Each semester, University Scholars engage in small-group discussion seminars called “Exploration Series.” University Scholar James Felderhoff ‘17 is a junior aerospace engineering major who participated in the Intelligence Exploration Series seminar this semester. Throughout the semester, Scholars benefitted from the expertise of guest lecturers like Dr. Lisa Geraci, associate professor of psychology, who shared how stereotypes affect performance, and Dr. Fredrick Nafukho, department head of Educational Administration and Human Resource Development, who gave an interactive presentation on emotional intelligence. In this post, James shares the difficulties of forming a single definition of intelligence.
By James Felderhoff
Intelligence has and always will be a large discussion among humans as we strive to quantify everything. Everyone knows what intelligence is and recognizes it when we see it. However, it may be one of the most difficult ideas to measure because of the immense diversity in which it can be found. Who is considered intelligent? A doctor? A lawyer? An engineer? A musician? A plant? A robot? Someone who can crunch numbers or play Beethoven’s 5th symphony? If they can do one but not the other, are they still intelligent? It all depends on how you define intelligence, which is exactly what we attempted to do in the Intelligence Seminar this semester.
We first began with trying to give a concrete definition of intelligence. However, we quickly realized that there are simply too many types of intelligence to incorporate into one distinct definition that fits them all. As a result, we decided to look at how we could measure intelligence to see if that would help. We took the Wonderlic IQ test used by the National Football League [presented by Dr. Arnold LeUnes, psychology professor], listened to a speaker on how schools found “gifted” students [Dr. Joyce Juntune, instructional associate professor of educational psychology], and even spoke with an expert on artificial intelligence [Dr. Tracy Anne Hammond, director of A&M’s Sketch Recognition Lab]. Yet they all calculated intelligence differently.
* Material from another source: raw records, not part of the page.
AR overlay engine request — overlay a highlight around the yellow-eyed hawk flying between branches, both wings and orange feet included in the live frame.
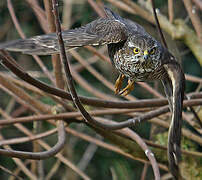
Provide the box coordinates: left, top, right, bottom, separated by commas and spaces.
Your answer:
0, 7, 184, 179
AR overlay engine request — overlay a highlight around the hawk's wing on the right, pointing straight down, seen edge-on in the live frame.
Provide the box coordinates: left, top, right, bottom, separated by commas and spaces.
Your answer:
162, 56, 185, 179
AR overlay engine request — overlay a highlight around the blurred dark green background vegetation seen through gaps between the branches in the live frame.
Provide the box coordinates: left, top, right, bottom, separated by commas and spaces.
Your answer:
0, 0, 202, 180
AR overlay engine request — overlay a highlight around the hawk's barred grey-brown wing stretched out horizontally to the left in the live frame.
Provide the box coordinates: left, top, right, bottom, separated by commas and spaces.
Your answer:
0, 9, 127, 55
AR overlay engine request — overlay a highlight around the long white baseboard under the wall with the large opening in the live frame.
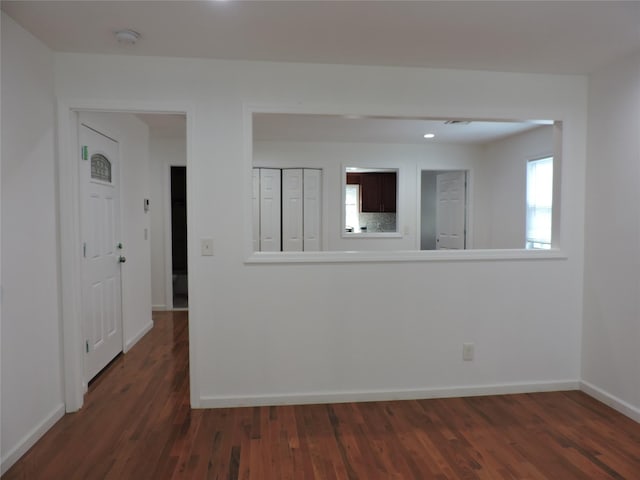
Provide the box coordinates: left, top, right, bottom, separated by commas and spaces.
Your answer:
198, 380, 580, 408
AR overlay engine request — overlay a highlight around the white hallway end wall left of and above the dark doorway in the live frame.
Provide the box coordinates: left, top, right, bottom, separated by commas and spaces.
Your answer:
149, 132, 187, 310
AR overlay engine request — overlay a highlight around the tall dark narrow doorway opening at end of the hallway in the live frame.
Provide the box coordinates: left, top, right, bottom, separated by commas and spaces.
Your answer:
171, 166, 189, 310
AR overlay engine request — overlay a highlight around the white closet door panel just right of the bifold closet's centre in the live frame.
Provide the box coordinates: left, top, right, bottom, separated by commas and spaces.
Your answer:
282, 168, 303, 252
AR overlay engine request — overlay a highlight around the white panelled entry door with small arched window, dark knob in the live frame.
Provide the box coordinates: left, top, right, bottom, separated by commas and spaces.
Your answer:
79, 124, 124, 382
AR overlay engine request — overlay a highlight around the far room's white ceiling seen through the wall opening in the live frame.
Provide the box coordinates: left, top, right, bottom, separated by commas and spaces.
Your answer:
253, 113, 552, 145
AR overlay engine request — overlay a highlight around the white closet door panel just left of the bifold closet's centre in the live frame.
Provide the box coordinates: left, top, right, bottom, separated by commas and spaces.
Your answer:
260, 168, 281, 252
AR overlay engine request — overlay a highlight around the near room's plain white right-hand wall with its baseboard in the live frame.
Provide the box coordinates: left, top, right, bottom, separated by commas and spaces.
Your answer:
582, 49, 640, 421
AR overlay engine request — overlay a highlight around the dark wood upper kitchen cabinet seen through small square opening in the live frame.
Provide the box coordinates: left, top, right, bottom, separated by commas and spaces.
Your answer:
347, 172, 397, 213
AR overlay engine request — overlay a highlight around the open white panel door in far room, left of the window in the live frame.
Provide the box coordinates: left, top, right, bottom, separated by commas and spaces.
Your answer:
436, 171, 467, 250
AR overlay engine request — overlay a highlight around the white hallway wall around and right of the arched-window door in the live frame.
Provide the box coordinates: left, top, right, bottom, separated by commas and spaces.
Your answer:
82, 112, 153, 352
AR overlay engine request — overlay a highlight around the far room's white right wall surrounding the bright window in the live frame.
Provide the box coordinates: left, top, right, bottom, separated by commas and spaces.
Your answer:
474, 126, 553, 248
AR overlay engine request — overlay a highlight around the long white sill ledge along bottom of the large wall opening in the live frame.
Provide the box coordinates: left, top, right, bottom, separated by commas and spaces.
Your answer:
245, 248, 567, 264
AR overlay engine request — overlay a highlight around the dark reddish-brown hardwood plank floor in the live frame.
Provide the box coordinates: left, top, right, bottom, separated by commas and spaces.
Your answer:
3, 312, 640, 480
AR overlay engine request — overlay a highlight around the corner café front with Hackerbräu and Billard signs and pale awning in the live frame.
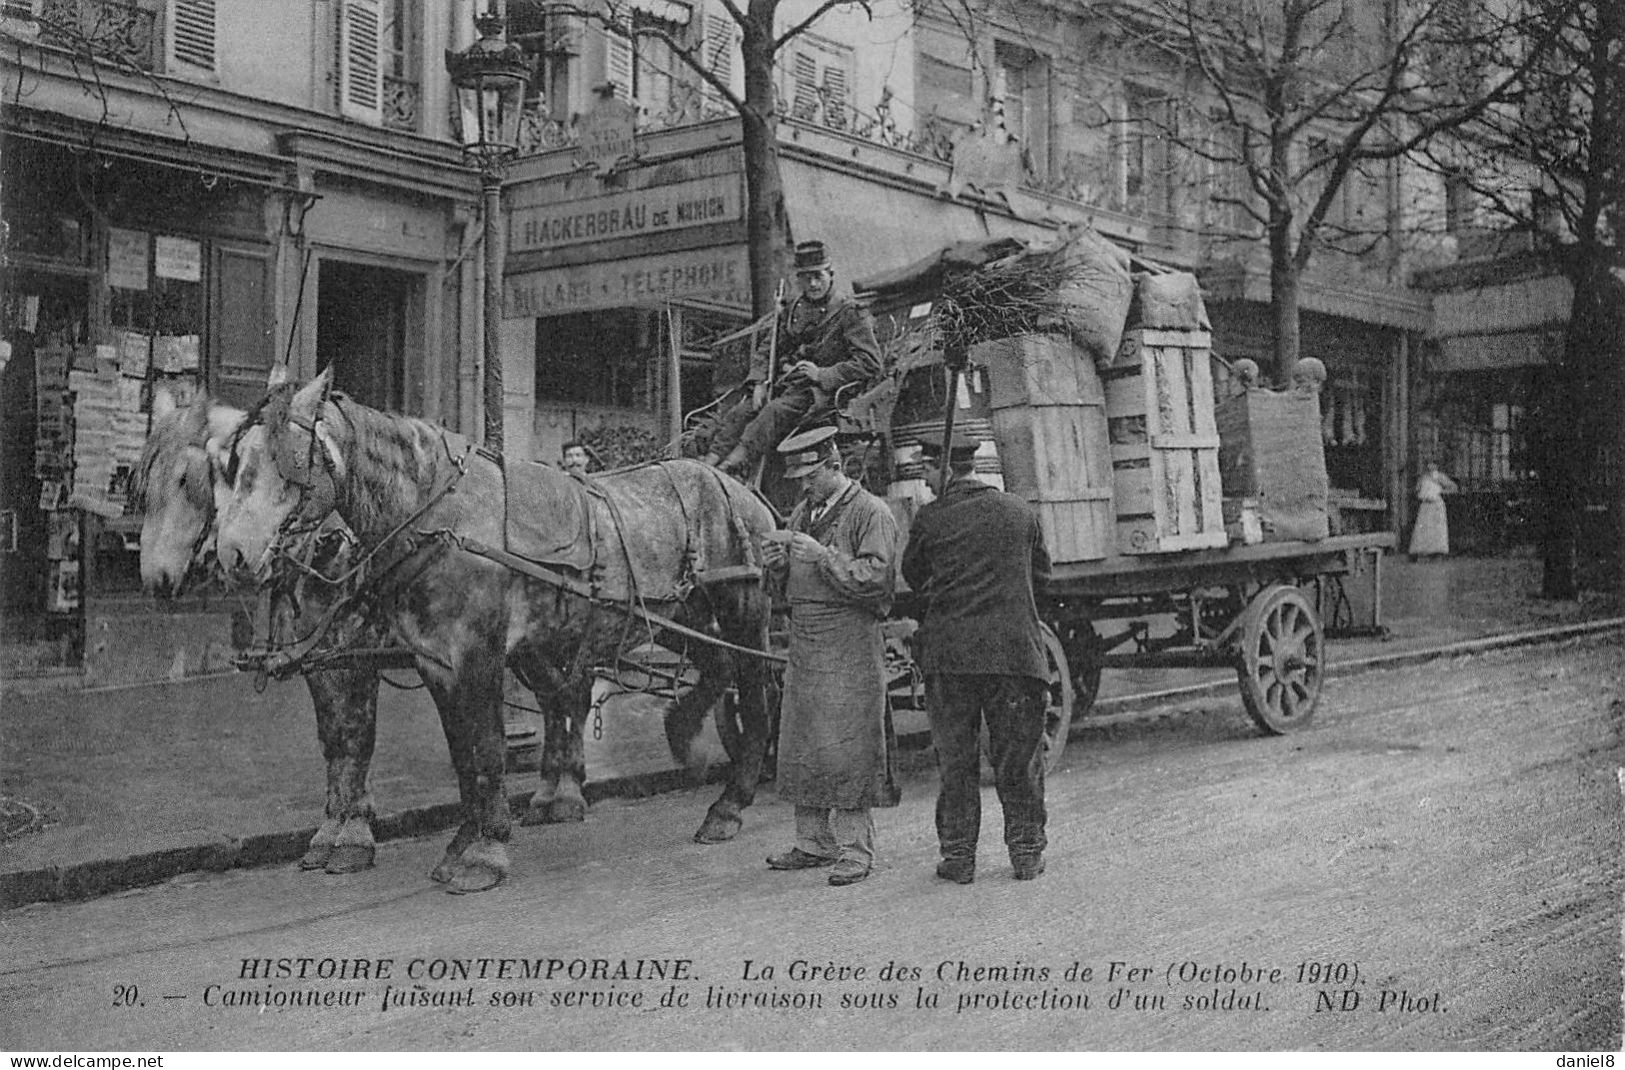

However, they all agreed on one thing: They were only trying to measure a specific type of intellect, not intelligence as a whole, and they realize that their tests have faults. The Wonderlic test wanted to find those that could think and decipher quickly, the schools looked for who could learn quickly, and artificial intelligence focused on communication and the functions of the body that humans do naturally without thought, such as reading people’s emotions. The separate tests rarely overlap, yet they all study intellect.
Once we figured out that we cannot give a single definition to intelligence and cannot measure it except in bits and pieces, we decided to look at how/if it changes. For this we looked at memory. We had an expert in false memory [Dr. Steven Smith, psychology professor] come in to speak about how our minds often trick us into remembering something that did not happen. For example, he gave us the Spider Test. We looked at a list of words related to a spider that did not include the word spider and were told to memorize them. After a certain time the list was taken away and we were told write the words we remembered. Most of us wrote the word spider. Are we intelligent for making the correct association to a spider or “dumb” for remembering it on the list when it was not?
As the semester came to a close, we realized that there was no way for us to define intelligence, at least, not in a single, concise, overlaying definition. So we decided on this conclusion: There are multiple types of intelligence and they can all be measured in different ways, to a degree. While we “know” what intelligence is, we could not tell you. It is something everyone has to figure out on their own for now.